Charuta Gavankar, Ryan A Grant, Robert Fulbright, Anita Huttner, Jennifer Moliterno

Background: Subependymomas are slow-growing, benign ependymal neoplasms histologically characterized as grade I tumors. On the other hand, ependymomas are higher-grade tumors of neuroectodermal origin that share a predilection for the fourth ventricle. Given that these tumors can occur simultaneously as mixed lesions, features that raise clinical suspicion of a combined pathology warrant surgical resection for definitive diagnosis and potential cure.

Case report: A 61-year-old ambidextrous male presented with headache and an MRI demonstrating a lesion involving the fourth ventricle.
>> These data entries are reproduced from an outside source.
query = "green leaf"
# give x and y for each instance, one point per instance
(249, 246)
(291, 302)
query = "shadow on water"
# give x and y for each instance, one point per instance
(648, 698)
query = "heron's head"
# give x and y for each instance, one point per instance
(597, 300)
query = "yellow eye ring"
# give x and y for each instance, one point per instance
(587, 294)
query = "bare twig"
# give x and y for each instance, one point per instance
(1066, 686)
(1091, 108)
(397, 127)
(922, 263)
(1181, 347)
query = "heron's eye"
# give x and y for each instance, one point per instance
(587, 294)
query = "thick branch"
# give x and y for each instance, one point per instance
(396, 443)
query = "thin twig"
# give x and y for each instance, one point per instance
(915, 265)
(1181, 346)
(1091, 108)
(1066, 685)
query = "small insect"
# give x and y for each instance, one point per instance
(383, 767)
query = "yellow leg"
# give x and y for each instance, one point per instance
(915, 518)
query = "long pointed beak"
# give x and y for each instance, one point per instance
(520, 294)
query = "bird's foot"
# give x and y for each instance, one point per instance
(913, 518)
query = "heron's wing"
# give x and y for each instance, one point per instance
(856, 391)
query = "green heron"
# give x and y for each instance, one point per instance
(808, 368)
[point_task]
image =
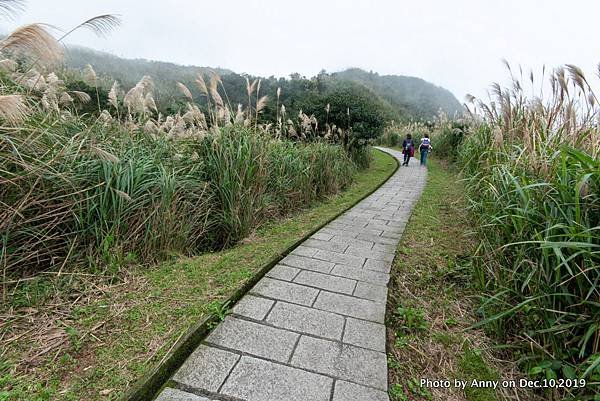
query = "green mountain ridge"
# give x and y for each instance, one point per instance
(404, 98)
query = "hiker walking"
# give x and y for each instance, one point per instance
(424, 149)
(408, 148)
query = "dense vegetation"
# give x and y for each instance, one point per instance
(101, 175)
(532, 174)
(401, 98)
(409, 95)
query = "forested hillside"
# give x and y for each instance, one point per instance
(411, 96)
(399, 97)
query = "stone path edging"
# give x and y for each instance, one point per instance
(313, 328)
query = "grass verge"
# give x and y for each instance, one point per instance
(76, 336)
(430, 306)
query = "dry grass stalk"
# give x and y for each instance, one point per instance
(185, 91)
(13, 108)
(11, 8)
(33, 41)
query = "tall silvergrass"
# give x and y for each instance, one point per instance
(71, 191)
(533, 180)
(130, 183)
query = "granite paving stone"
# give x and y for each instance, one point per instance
(171, 394)
(206, 368)
(313, 328)
(326, 281)
(282, 272)
(302, 262)
(371, 254)
(370, 291)
(325, 245)
(346, 391)
(307, 320)
(258, 380)
(290, 292)
(342, 361)
(370, 276)
(253, 307)
(365, 334)
(254, 338)
(378, 265)
(348, 260)
(351, 306)
(306, 251)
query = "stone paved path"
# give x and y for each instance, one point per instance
(313, 328)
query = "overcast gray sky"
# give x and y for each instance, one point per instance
(455, 44)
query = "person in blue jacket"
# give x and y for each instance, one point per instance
(408, 148)
(424, 149)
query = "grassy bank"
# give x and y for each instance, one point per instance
(431, 303)
(77, 336)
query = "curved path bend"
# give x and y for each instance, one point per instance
(313, 328)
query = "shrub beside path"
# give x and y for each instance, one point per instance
(313, 328)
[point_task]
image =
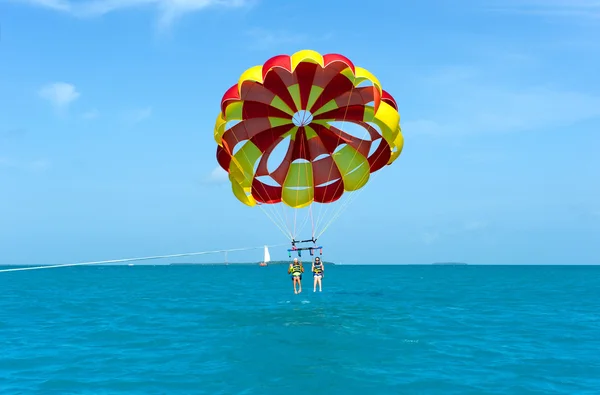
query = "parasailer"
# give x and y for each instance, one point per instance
(296, 103)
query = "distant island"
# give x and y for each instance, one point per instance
(308, 261)
(449, 263)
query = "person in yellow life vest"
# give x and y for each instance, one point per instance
(295, 270)
(318, 272)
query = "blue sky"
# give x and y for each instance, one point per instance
(107, 114)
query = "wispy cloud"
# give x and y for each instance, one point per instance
(467, 103)
(59, 94)
(169, 10)
(139, 115)
(12, 134)
(263, 39)
(91, 114)
(555, 8)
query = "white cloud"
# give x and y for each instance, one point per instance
(139, 115)
(218, 175)
(59, 94)
(169, 9)
(263, 39)
(91, 114)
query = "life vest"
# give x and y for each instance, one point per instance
(296, 268)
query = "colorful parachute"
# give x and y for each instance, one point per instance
(301, 97)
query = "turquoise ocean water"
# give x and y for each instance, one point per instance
(241, 330)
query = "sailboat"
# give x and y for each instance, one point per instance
(267, 257)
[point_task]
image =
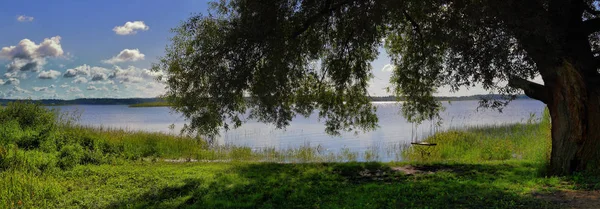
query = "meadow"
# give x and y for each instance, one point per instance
(48, 161)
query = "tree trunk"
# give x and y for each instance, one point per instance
(575, 112)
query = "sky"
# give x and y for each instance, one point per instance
(103, 49)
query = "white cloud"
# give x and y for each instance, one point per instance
(80, 80)
(20, 90)
(94, 88)
(35, 88)
(127, 55)
(130, 28)
(388, 68)
(51, 74)
(73, 89)
(12, 81)
(23, 18)
(27, 55)
(87, 71)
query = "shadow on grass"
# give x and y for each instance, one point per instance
(350, 185)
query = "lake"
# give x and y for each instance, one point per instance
(393, 130)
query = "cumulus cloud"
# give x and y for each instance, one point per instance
(35, 88)
(51, 74)
(94, 88)
(127, 55)
(388, 68)
(23, 18)
(11, 81)
(80, 80)
(130, 28)
(73, 89)
(87, 71)
(27, 55)
(20, 90)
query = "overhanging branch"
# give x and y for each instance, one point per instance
(591, 26)
(531, 89)
(592, 11)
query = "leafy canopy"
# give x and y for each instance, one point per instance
(280, 58)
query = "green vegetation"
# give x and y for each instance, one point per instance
(152, 104)
(46, 161)
(528, 142)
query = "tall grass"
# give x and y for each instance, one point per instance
(528, 141)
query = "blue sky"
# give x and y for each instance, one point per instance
(97, 49)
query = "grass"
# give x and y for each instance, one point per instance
(152, 104)
(530, 141)
(47, 161)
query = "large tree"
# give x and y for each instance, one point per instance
(294, 56)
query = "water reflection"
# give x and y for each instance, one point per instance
(393, 131)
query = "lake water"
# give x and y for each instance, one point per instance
(393, 130)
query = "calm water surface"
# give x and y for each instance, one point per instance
(309, 131)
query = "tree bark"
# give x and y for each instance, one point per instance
(575, 114)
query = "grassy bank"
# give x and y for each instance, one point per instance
(152, 104)
(47, 161)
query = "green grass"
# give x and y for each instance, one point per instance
(152, 104)
(530, 141)
(47, 161)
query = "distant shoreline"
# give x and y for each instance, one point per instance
(159, 102)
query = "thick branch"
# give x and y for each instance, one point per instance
(591, 26)
(531, 89)
(591, 10)
(415, 25)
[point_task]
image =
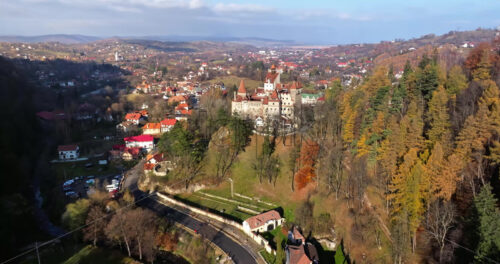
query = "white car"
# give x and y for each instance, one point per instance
(72, 194)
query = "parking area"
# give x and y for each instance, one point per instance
(78, 178)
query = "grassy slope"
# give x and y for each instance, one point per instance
(229, 81)
(90, 254)
(247, 183)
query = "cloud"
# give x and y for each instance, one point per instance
(232, 7)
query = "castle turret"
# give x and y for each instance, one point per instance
(242, 91)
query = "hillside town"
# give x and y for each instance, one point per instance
(224, 152)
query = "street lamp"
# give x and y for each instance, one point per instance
(231, 180)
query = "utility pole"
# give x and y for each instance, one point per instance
(232, 193)
(37, 254)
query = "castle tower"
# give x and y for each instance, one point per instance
(242, 91)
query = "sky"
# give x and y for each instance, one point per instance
(305, 21)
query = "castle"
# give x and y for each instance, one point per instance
(273, 101)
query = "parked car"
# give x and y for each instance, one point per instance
(72, 194)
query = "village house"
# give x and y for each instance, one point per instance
(263, 222)
(298, 250)
(130, 153)
(68, 152)
(167, 124)
(151, 129)
(309, 98)
(142, 141)
(125, 126)
(133, 118)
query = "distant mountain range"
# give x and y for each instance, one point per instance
(62, 38)
(80, 39)
(450, 37)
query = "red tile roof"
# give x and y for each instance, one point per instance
(168, 122)
(132, 116)
(141, 138)
(149, 166)
(152, 126)
(298, 255)
(259, 220)
(271, 77)
(242, 88)
(67, 147)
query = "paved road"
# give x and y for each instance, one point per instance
(237, 252)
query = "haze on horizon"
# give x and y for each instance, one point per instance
(312, 22)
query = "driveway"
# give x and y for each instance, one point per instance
(236, 251)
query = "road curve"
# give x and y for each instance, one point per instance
(237, 252)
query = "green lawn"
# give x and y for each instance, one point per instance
(69, 253)
(221, 208)
(229, 81)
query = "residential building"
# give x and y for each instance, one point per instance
(151, 129)
(68, 152)
(263, 222)
(133, 118)
(167, 124)
(298, 250)
(142, 141)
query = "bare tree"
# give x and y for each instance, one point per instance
(96, 222)
(116, 230)
(440, 219)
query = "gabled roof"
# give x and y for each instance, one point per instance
(132, 116)
(157, 157)
(261, 219)
(271, 76)
(274, 96)
(168, 122)
(149, 166)
(296, 85)
(67, 147)
(242, 89)
(140, 138)
(152, 126)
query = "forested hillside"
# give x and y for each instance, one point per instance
(421, 154)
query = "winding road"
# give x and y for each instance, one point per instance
(236, 251)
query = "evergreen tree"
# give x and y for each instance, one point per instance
(456, 81)
(438, 119)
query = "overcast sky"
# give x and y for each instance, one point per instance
(306, 21)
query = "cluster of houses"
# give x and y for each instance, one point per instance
(298, 249)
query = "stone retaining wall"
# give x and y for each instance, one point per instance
(257, 238)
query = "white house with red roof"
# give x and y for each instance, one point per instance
(142, 141)
(134, 118)
(167, 124)
(68, 152)
(263, 222)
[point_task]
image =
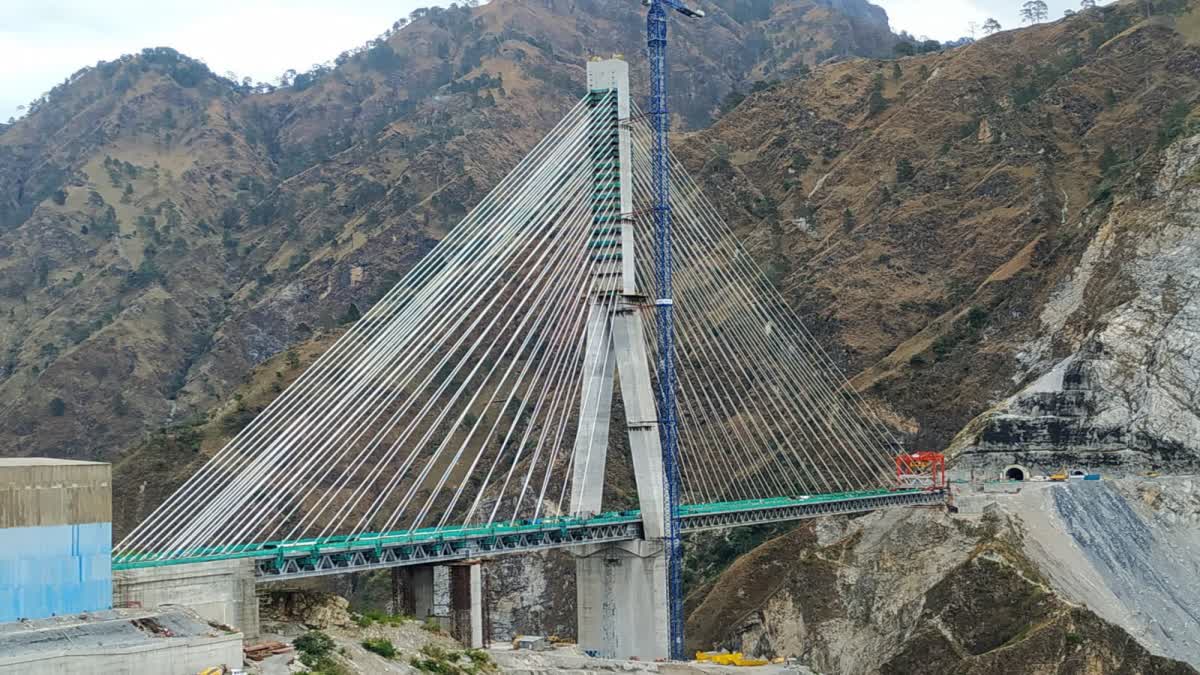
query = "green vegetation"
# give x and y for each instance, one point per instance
(1109, 160)
(438, 659)
(965, 330)
(1175, 123)
(317, 653)
(847, 220)
(875, 101)
(373, 616)
(381, 646)
(352, 314)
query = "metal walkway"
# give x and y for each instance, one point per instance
(337, 555)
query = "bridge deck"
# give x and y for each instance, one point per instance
(335, 555)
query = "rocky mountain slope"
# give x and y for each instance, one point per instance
(957, 225)
(163, 230)
(1029, 583)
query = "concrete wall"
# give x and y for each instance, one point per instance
(622, 599)
(49, 491)
(169, 658)
(55, 569)
(221, 591)
(55, 537)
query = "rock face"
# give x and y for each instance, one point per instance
(957, 226)
(163, 231)
(912, 591)
(1125, 396)
(532, 595)
(315, 609)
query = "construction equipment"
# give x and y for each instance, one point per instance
(660, 120)
(729, 658)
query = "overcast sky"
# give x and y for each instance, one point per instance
(45, 41)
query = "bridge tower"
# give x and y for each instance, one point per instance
(621, 587)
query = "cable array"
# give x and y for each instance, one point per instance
(455, 399)
(763, 410)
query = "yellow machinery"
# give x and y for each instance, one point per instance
(729, 658)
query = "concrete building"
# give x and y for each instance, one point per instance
(169, 641)
(55, 537)
(220, 591)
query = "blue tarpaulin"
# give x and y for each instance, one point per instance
(55, 569)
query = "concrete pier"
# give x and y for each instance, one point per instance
(467, 603)
(622, 599)
(221, 591)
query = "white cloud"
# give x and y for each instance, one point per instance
(43, 41)
(948, 19)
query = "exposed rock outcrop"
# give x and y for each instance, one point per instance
(1126, 394)
(1059, 579)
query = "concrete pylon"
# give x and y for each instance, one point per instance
(621, 589)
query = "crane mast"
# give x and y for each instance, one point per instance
(660, 119)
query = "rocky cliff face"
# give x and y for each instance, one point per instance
(1042, 579)
(925, 217)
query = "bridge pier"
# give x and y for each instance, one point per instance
(449, 593)
(621, 598)
(221, 591)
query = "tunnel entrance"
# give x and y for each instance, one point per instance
(1015, 473)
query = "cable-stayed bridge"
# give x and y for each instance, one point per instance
(486, 402)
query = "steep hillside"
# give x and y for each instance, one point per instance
(162, 230)
(922, 213)
(1007, 590)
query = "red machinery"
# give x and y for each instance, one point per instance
(923, 470)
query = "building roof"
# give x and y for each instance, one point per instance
(43, 461)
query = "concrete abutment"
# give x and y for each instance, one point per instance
(622, 599)
(221, 591)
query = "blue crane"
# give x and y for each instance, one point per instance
(660, 118)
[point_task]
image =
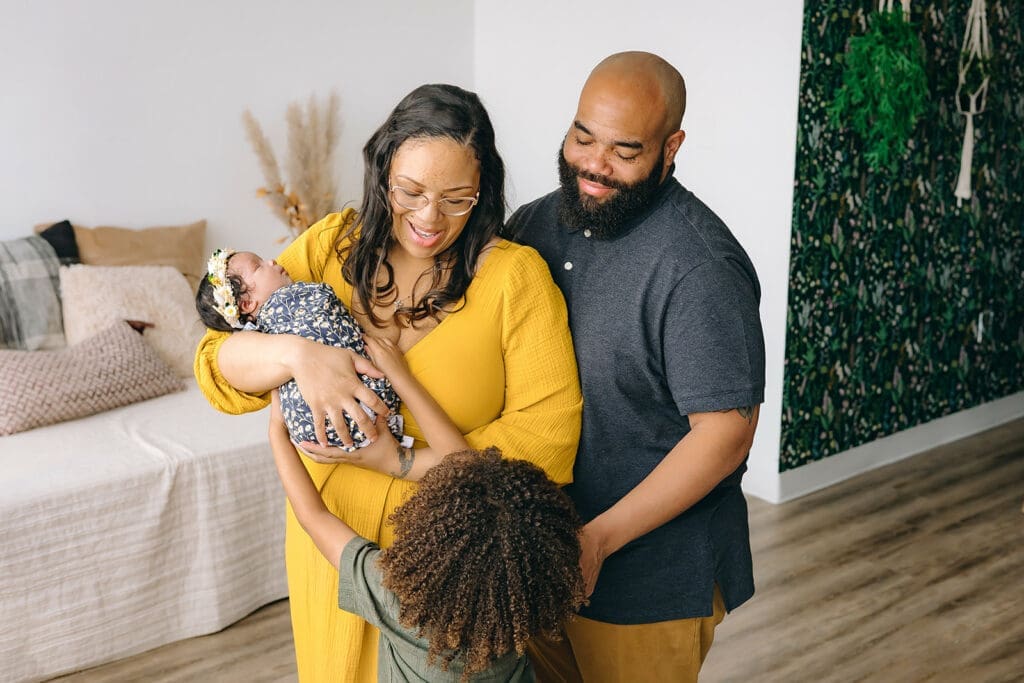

Imaging demonstrated faint contrast enhancement and growth through the foramen of Luschka, rendering the possibility of an ependymoma or a mixed entity. The patient underwent gross total resection, with pathology confirming a mixed subependymoma-ependymoma. He was discharged neurologically intact and underwent external beam radiotherapy.

Conclusions: Mixed subependymoma-ependymomas are exceedingly rare tumors often misdiagnosed as pure subependymomas. In the setting of a mixed pathology, however, the lesion warrants neurosurgical intervention and requires the more aggressive management that is standard for ependymomas. While the exact origin of these mixed neoplasms remains unknown, further investigation using molecular methods will likely help elucidate the pathogenesis and mechanisms that underlie combined subependymoma-ependymoma tumors.